Asking the attack target to send the same message many times might seem ridiculous. But remember that many Internet protocols involve headers that are fixed or nearly so. The plaintext of a TKIP-encrypted message, for instance, will almost always be the WiFi encapsulation of an IPv4 packet. If you know the IP addresses of your target and of the remote host it’s communicating with, that means you know eight bytes of the message already, and they’ll always be the same and in the same position. The paper goes into some detail about how to get a Web browser to make lots and lots of HTTPS requests with a session cookie (always the same, but unknown—the secret you want to steal) in a predictable position, with known plaintext on either side of it.

All this was well-known already. What’s new in this paper is: first, some newly discovered biases in the RC4 keystream, and a statistical technique for finding even more; second, improved attacks on TKIP and TLS. Improved means that they’re easier to execute without anyone noticing, and that they take less time. Concretely, the best known cookie-stealing attack before this paper needed to see 1323013 \cdot 2^{30} HTTPS messages (that’s about 14 billion) and this paper cuts it to 92279 \cdot 2^{27} messages (1.2 billion), which takes only 75 hours to run. That’s entering the realm of practical in real life, if only for a client computer that is left on all the time, with the web browser running.
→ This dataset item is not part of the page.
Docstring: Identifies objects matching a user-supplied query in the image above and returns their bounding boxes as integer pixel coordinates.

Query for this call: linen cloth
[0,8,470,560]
It’s a truism in computer security (actually, security in general) that attacks only ever get better. What’s important, when looking at papers like this, is not so much the feasibility of any particular paper’s attack, but the trend. The first-known biases in RC4 keystream were discovered only a year after the algorithm was published, and since then there’s been a steady drumbeat of researchers finding more biases and more effective ways to exploit them. That means RC4 is no good, and everyone needs to stop using it before someone finds an attack that only takes a few minutes. Contrast the situation with AES, where there are no known biases, and fifteen years of people looking for some kind of attack has produced only a tiny improvement over brute force.

Advice to the general public: Does this affect you? Yes. What can you do about it? As always, make sure your Web browsers are fully patched up—current versions of Firefox, Chrome, and IE avoid using RC4, and upcoming versions will probably take it out altogether. Beyond that, the single most important thing for you to do is make sure everything you’ve got that communicates over WiFi—router, computers, tablets, smartphones, etc.—are all set to use WPA2 and CCMP only. (The configuration interface may refer to CCMP as AES-CCMP or just AES; in this context, those are three names for the same thing.) The alternatives WEP, WPA, and TKIP all unavoidably involve RC4 and are known to be broken to some extent. Any WiFi-capable widget manufactured after 2006 has no excuse for not supporting WPA2 with CCMP. It should definitely be possible to set your home router up this way; unfortunately, many client devices don’t expose the necessary knobs.